The common lifecycle for a modern smartphone goes something like this: the company behind the phone, be it Apple, Samsung, HTC, or another manufacturer, announces its latest wares with a laundry list of new and exciting features. Tech analysts immediately latch onto the phones in question as “the next big things” for the mobile industry, while buyers make pre-order purchases or – in the case of Apple especially – line up in front of stores to get their hands on the new devices. Then, after a year or two, it all happens again. The manufacturers think up new ways to make their old products obsolete, the analysts anoint new game-changing electronics, and the buyers trade out their old devices for new ones. It’s a never-ending chain of planned obsolescence.
In recent years, mobile devices have grown more resilient to changing trends, with manufacturers building more durable devices and implementing software and operating system updates to keep everything running like a well oiled machine. Eventually though, hardware breaks down or goes out of date, and when that happens, it’s time for a new phone.
Google Presents Project Ara
Now, however, Google is working on a new modular smartphone concept called Project Ara that could potentially make it possible for mobile users to keep their phones from ever becoming obsolete. Initially developed by Motorola – before it was acquired by Google – Project Ara is a modular smartphone that would allow users to switch out different components of their phones. In essence, Project Ara would allow for something akin to Android’s open source phone updates or add-ons, only those extra building blocks would be for hardware rather than for software. Users would start with a skeletal smartphone framework, with slots available for various module additions. Those modules could be just about any hardware component, from a new screen to a battery, a camera or a hard drive.

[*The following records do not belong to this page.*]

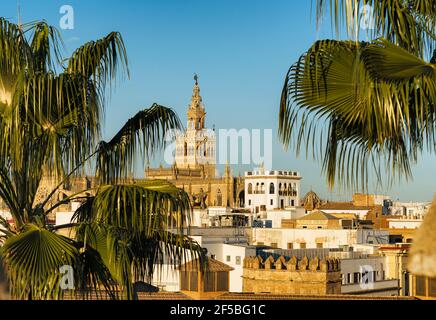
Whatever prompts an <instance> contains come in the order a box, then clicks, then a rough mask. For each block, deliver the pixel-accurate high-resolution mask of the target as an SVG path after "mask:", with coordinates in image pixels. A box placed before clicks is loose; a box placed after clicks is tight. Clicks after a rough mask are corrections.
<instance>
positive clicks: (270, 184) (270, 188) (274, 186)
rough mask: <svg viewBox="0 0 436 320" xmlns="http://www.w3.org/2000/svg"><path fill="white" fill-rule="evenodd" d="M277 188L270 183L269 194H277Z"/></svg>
mask: <svg viewBox="0 0 436 320" xmlns="http://www.w3.org/2000/svg"><path fill="white" fill-rule="evenodd" d="M275 189H276V188H275V186H274V183H272V182H271V183H270V184H269V194H274V193H275V192H276V190H275Z"/></svg>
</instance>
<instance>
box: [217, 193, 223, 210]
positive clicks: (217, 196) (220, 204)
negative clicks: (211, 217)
mask: <svg viewBox="0 0 436 320" xmlns="http://www.w3.org/2000/svg"><path fill="white" fill-rule="evenodd" d="M216 202H217V206H218V207H221V206H222V205H223V195H222V194H221V190H220V189H218V191H217V193H216Z"/></svg>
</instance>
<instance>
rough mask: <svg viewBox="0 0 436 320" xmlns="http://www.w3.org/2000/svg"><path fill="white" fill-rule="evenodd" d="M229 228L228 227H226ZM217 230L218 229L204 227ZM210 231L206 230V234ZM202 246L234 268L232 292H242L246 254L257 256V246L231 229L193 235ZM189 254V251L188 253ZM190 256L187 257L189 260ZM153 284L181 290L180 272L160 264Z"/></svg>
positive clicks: (178, 290)
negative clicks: (243, 264) (238, 234)
mask: <svg viewBox="0 0 436 320" xmlns="http://www.w3.org/2000/svg"><path fill="white" fill-rule="evenodd" d="M226 229H227V228H226ZM205 230H215V231H219V230H216V229H203V231H205ZM207 233H208V232H207V231H206V234H207ZM191 238H192V239H194V240H195V241H197V242H198V244H200V245H201V247H202V248H205V249H207V255H208V256H209V257H212V258H214V259H216V260H218V261H221V262H223V263H225V264H227V265H229V266H231V267H232V268H233V269H234V270H232V271H230V287H229V290H230V292H242V273H243V261H244V258H245V257H246V256H255V255H256V247H254V246H249V245H248V239H247V237H245V236H243V235H235V234H234V233H233V231H232V230H231V229H228V230H227V231H226V232H225V233H219V232H211V234H208V235H197V236H191ZM187 256H189V253H188V255H187ZM189 260H190V258H187V261H189ZM152 284H153V285H154V286H156V287H159V288H160V289H161V290H163V291H170V292H177V291H180V273H179V271H178V270H175V269H174V268H172V267H171V266H170V265H168V264H164V265H163V266H159V267H158V269H157V272H156V274H155V275H154V276H153V282H152Z"/></svg>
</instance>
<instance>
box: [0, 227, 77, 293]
mask: <svg viewBox="0 0 436 320" xmlns="http://www.w3.org/2000/svg"><path fill="white" fill-rule="evenodd" d="M77 254H78V252H77V249H76V248H75V246H74V245H73V243H72V242H71V240H69V239H67V238H65V237H62V236H59V235H56V234H54V233H52V232H50V231H48V230H45V229H42V228H39V227H37V226H35V225H27V226H26V227H25V231H24V232H22V233H21V234H19V235H17V236H15V237H11V238H9V239H8V240H7V241H6V242H5V244H4V246H3V248H2V256H3V259H4V261H5V263H6V264H7V266H8V269H9V277H10V281H11V290H12V293H13V295H14V296H16V297H18V298H19V299H23V298H30V299H47V298H60V297H61V296H62V293H63V292H62V289H61V287H60V280H61V274H60V272H59V269H60V267H62V266H63V265H70V266H74V265H75V260H76V257H77Z"/></svg>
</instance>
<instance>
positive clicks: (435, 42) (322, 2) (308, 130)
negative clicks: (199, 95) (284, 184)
mask: <svg viewBox="0 0 436 320" xmlns="http://www.w3.org/2000/svg"><path fill="white" fill-rule="evenodd" d="M316 8H317V16H318V21H320V18H321V17H322V16H324V15H325V14H326V12H329V13H330V14H331V16H332V20H333V21H332V23H333V25H334V26H335V28H336V30H337V32H338V34H340V32H341V29H342V28H343V27H344V26H345V28H346V32H347V34H348V35H349V37H350V38H351V40H346V41H339V40H320V41H317V42H316V43H315V44H313V46H312V47H311V48H310V49H309V50H308V51H307V52H306V53H305V54H303V55H302V56H301V57H300V59H299V60H298V61H297V62H296V63H295V64H294V65H292V66H291V68H290V69H289V71H288V73H287V76H286V79H285V84H284V88H283V91H282V98H281V104H280V116H279V118H280V120H279V135H280V137H281V140H282V142H283V143H284V144H285V145H286V146H289V145H292V146H293V147H294V148H295V150H296V152H297V153H300V152H301V150H302V148H303V149H304V150H305V151H306V155H309V154H311V155H312V156H313V157H314V158H315V159H318V160H320V161H321V163H322V168H323V171H324V172H325V174H326V176H327V181H328V183H329V186H330V187H334V186H335V183H338V184H339V185H340V186H345V187H348V188H350V189H358V188H364V189H366V187H367V185H368V181H369V177H374V178H375V179H376V181H377V182H378V183H382V182H386V181H385V178H384V177H387V182H388V183H389V184H391V183H392V182H393V181H394V180H396V179H397V178H398V179H399V178H401V177H405V178H406V179H408V178H411V165H412V164H413V163H415V162H416V161H417V160H418V156H419V155H420V154H421V152H422V151H423V150H428V151H430V152H434V151H435V147H436V140H435V127H436V51H434V50H435V45H436V2H434V1H422V0H329V1H327V0H317V4H316ZM368 8H369V9H371V12H369V13H370V14H371V16H370V17H368V16H365V13H368V10H367V9H368ZM368 18H369V21H370V22H371V23H370V24H369V26H370V25H371V24H373V28H372V29H367V30H364V29H362V25H363V27H365V26H366V25H365V23H364V24H361V21H362V19H367V21H368ZM362 33H366V35H367V36H368V38H369V39H371V40H369V41H361V40H360V39H362ZM434 211H435V210H431V211H430V212H429V214H428V215H427V217H426V220H425V221H424V224H423V226H425V225H427V226H431V227H432V228H435V226H436V223H435V219H436V216H435V214H434V213H432V212H434ZM420 233H422V228H421V230H420V231H418V234H417V237H416V242H415V244H414V246H413V247H412V261H413V263H411V265H410V269H411V271H412V272H414V273H415V274H422V275H427V276H430V277H434V276H436V268H435V266H436V261H435V258H434V257H436V255H435V251H436V242H435V241H433V242H431V243H428V242H427V243H424V242H423V241H422V240H419V239H423V237H419V234H420ZM424 238H425V237H424ZM427 239H428V240H430V239H429V238H428V237H427Z"/></svg>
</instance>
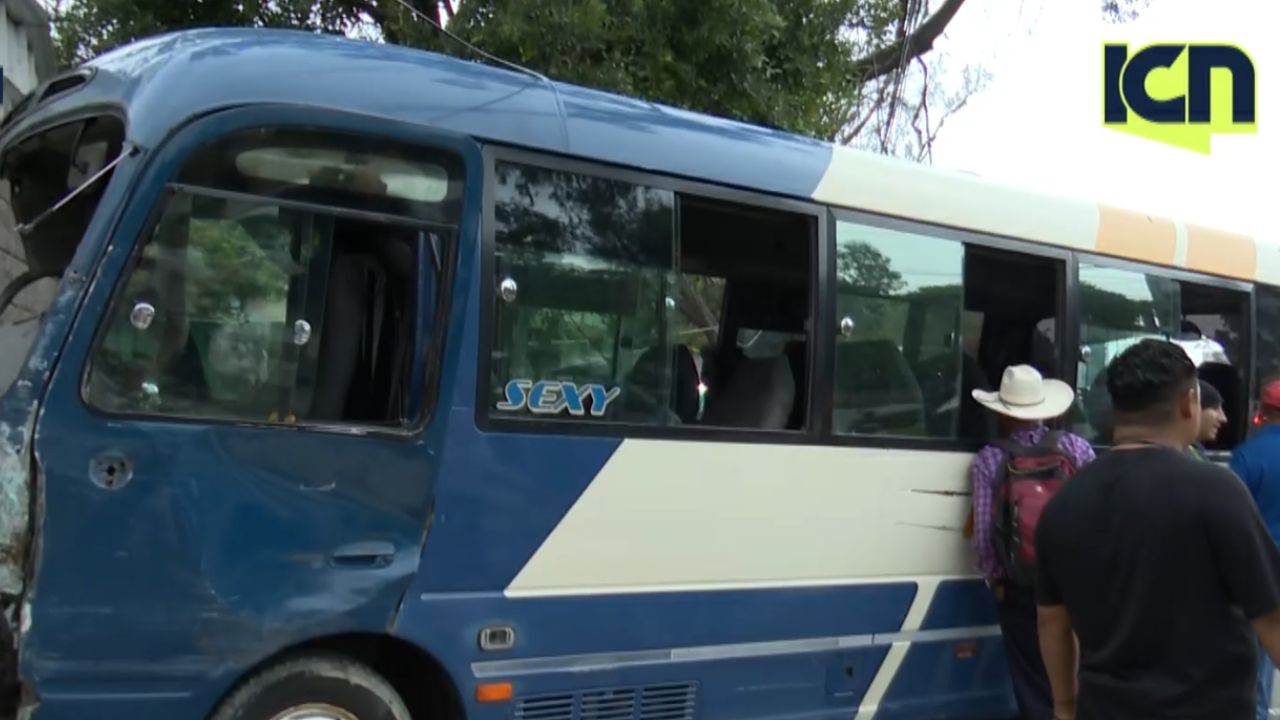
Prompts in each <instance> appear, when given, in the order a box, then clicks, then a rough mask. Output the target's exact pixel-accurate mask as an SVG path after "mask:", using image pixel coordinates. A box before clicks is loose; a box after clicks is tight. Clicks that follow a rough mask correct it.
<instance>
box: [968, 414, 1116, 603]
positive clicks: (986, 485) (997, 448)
mask: <svg viewBox="0 0 1280 720" xmlns="http://www.w3.org/2000/svg"><path fill="white" fill-rule="evenodd" d="M1046 433H1048V428H1046V427H1044V425H1041V427H1038V428H1036V429H1032V430H1020V432H1016V433H1014V439H1015V441H1018V442H1019V443H1021V445H1027V446H1032V445H1036V443H1038V442H1039V441H1041V439H1043V438H1044V434H1046ZM1060 447H1061V448H1062V450H1064V451H1065V452H1066V455H1068V456H1069V457H1070V459H1071V461H1073V462H1075V469H1076V470H1079V469H1080V468H1083V466H1084V465H1087V464H1089V462H1092V461H1093V459H1094V457H1096V456H1094V454H1093V446H1091V445H1089V442H1088V441H1087V439H1084V438H1082V437H1079V436H1074V434H1071V433H1064V434H1062V443H1061V446H1060ZM1005 462H1006V459H1005V451H1002V450H1000V448H998V447H996V446H995V445H988V446H987V447H984V448H982V452H979V454H978V457H977V459H974V461H973V548H974V550H975V551H977V552H978V564H977V565H978V573H979V574H980V575H982V577H983V578H986V579H988V580H998V579H1000V578H1004V577H1005V569H1004V568H1002V566H1001V565H1000V560H998V559H997V557H996V546H995V544H993V542H992V532H993V529H995V521H996V483H998V482H1000V475H1001V473H1002V471H1004V466H1005Z"/></svg>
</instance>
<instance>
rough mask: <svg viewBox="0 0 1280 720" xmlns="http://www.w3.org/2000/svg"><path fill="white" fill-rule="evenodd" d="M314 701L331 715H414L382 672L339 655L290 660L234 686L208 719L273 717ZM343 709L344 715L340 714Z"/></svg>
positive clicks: (316, 704)
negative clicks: (235, 688)
mask: <svg viewBox="0 0 1280 720" xmlns="http://www.w3.org/2000/svg"><path fill="white" fill-rule="evenodd" d="M308 706H314V707H316V711H315V714H314V715H312V716H319V717H326V716H328V715H326V712H328V714H330V715H333V717H334V720H346V719H347V717H355V719H356V720H412V717H411V716H410V714H408V708H407V707H406V706H404V701H403V700H401V697H399V693H397V692H396V689H394V688H393V687H392V685H390V683H388V682H387V680H385V679H384V678H383V676H381V675H379V674H378V673H374V671H372V670H370V669H369V667H366V666H364V665H361V664H358V662H355V661H351V660H347V659H344V657H340V656H328V655H324V656H314V657H303V659H298V660H289V661H285V662H282V664H279V665H275V666H271V667H268V669H266V670H262V671H261V673H259V674H257V675H255V676H253V678H251V679H250V680H248V682H247V683H244V684H242V685H241V687H239V688H237V689H236V691H234V692H233V693H232V694H230V696H229V697H228V698H227V700H225V701H224V702H223V703H221V706H220V707H219V708H218V711H216V712H214V715H212V717H211V720H274V719H276V717H282V716H287V715H285V714H287V712H288V711H291V710H303V708H307V707H308ZM343 712H346V715H343Z"/></svg>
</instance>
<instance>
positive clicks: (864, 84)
mask: <svg viewBox="0 0 1280 720" xmlns="http://www.w3.org/2000/svg"><path fill="white" fill-rule="evenodd" d="M961 5H964V0H945V1H943V3H942V6H941V8H938V9H937V12H934V13H933V14H932V15H929V18H928V19H925V20H924V22H923V23H920V24H919V27H916V28H915V29H914V31H911V33H910V35H908V36H906V37H904V38H900V40H895V41H893V42H891V44H888V45H886V46H884V47H881V49H879V50H876V51H874V53H872V54H869V55H867V56H864V58H859V59H858V60H855V61H854V70H852V72H851V73H850V79H851V81H852V82H854V83H855V85H859V86H861V85H865V83H867V82H868V81H872V79H876V78H878V77H881V76H886V74H888V73H891V72H893V70H896V69H897V68H899V67H900V63H901V60H902V54H904V50H905V53H906V59H908V60H914V59H915V58H919V56H920V55H924V54H925V53H928V51H929V50H932V49H933V42H934V41H937V38H938V37H941V36H942V32H943V31H945V29H947V24H950V23H951V19H952V18H955V17H956V13H957V12H960V6H961Z"/></svg>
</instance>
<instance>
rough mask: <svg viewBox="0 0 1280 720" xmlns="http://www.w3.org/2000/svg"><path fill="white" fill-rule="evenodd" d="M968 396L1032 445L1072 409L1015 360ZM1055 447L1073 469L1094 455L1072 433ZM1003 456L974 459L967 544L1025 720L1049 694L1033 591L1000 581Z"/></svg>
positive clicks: (1013, 434) (1045, 698) (985, 452)
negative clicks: (971, 503) (971, 527)
mask: <svg viewBox="0 0 1280 720" xmlns="http://www.w3.org/2000/svg"><path fill="white" fill-rule="evenodd" d="M973 397H974V400H977V401H978V402H979V404H982V405H983V406H984V407H987V409H988V410H991V411H992V413H995V414H996V416H997V420H998V427H1000V433H1001V436H1004V437H1009V438H1012V439H1014V442H1018V443H1019V445H1024V446H1028V447H1030V446H1036V445H1039V442H1041V441H1043V439H1044V437H1046V436H1047V434H1048V433H1050V428H1048V427H1047V425H1046V421H1048V420H1052V419H1056V418H1059V416H1061V415H1064V414H1065V413H1066V411H1068V410H1069V409H1070V407H1071V405H1073V402H1074V400H1075V393H1074V391H1073V389H1071V386H1069V384H1066V383H1064V382H1061V380H1055V379H1044V378H1043V377H1042V375H1041V373H1039V372H1038V370H1036V368H1032V366H1029V365H1014V366H1010V368H1007V369H1006V370H1005V375H1004V379H1002V380H1001V383H1000V391H998V392H984V391H974V392H973ZM1059 447H1060V448H1061V450H1062V451H1064V452H1065V454H1066V456H1068V457H1069V459H1070V460H1071V462H1073V465H1074V466H1075V469H1076V470H1079V469H1080V468H1083V466H1084V465H1085V464H1088V462H1092V461H1093V459H1094V452H1093V446H1091V445H1089V442H1088V441H1087V439H1084V438H1082V437H1079V436H1076V434H1073V433H1062V434H1061V438H1060V441H1059ZM1007 461H1009V459H1007V454H1006V452H1005V451H1004V450H1002V448H1001V447H1000V446H998V445H988V446H987V447H984V448H983V450H982V451H980V452H978V456H977V459H975V460H974V464H973V548H974V552H975V553H977V569H978V573H979V574H980V575H982V577H983V578H984V579H986V580H987V585H988V587H989V588H991V591H992V593H993V594H995V597H996V603H997V607H998V615H1000V628H1001V630H1002V633H1004V638H1005V651H1006V653H1007V656H1009V671H1010V679H1011V680H1012V684H1014V698H1015V700H1016V702H1018V711H1019V715H1020V716H1021V719H1023V720H1050V719H1051V717H1052V716H1053V696H1052V692H1051V691H1050V684H1048V675H1047V673H1046V670H1044V660H1043V659H1042V656H1041V648H1039V634H1038V632H1037V615H1036V589H1034V588H1033V587H1023V585H1020V584H1016V583H1012V582H1009V580H1007V579H1006V573H1005V568H1004V566H1002V564H1001V561H1000V559H998V557H997V553H996V546H995V520H996V514H997V512H998V510H1000V509H998V507H997V502H998V500H997V495H996V493H997V489H998V486H1000V480H1001V478H1002V475H1004V473H1005V466H1006V464H1007Z"/></svg>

The Project Ara model is extremely exciting for a number of reasons. For one thing, it could be the means for completely banishing obsolescence from the smartphone world. There’s a reason Project Ara has been referred to in many circles as “the Forever Phone.” The device would allow users to swap out different pieces of their hardware as they wore down or malfunctioned due to damage. A broken screen or a spent battery would no longer be a reason to buy a completely new device. Instead, it would be more convenient and cost-effective to replace different modules one at a time. Feasibly, users could get by for years at a time on a single Project Ara skeleton.
Furthermore, Project Ara would allow buyers to completely customize their smartphone. No longer would buyers have to weigh different pros and cons between smartphone devices. Instead, they would be able to assemble their “dream phone” from different modules. And if a breakthrough in technology came along and made them want a phone update? It would be as easy as buying a new module and swapping out the old one.
Best of all? Early reports indicate that the project could reach the marketplace by 2015, with a starting price of only $50 for the framework endoskeleton (which would include module slots, a WiFi module, and a battery). Of course, from there, buyers would have to purchase modules individually, from screens and cameras to flash storage drives and cellular modems. For initial purchase, those components could add up in price. However, in the long term, purchasing new modules would almost undoubtedly be cheaper that regularly replacing phones. Now, let’s just see if Google can get the market to buy into their bold new project.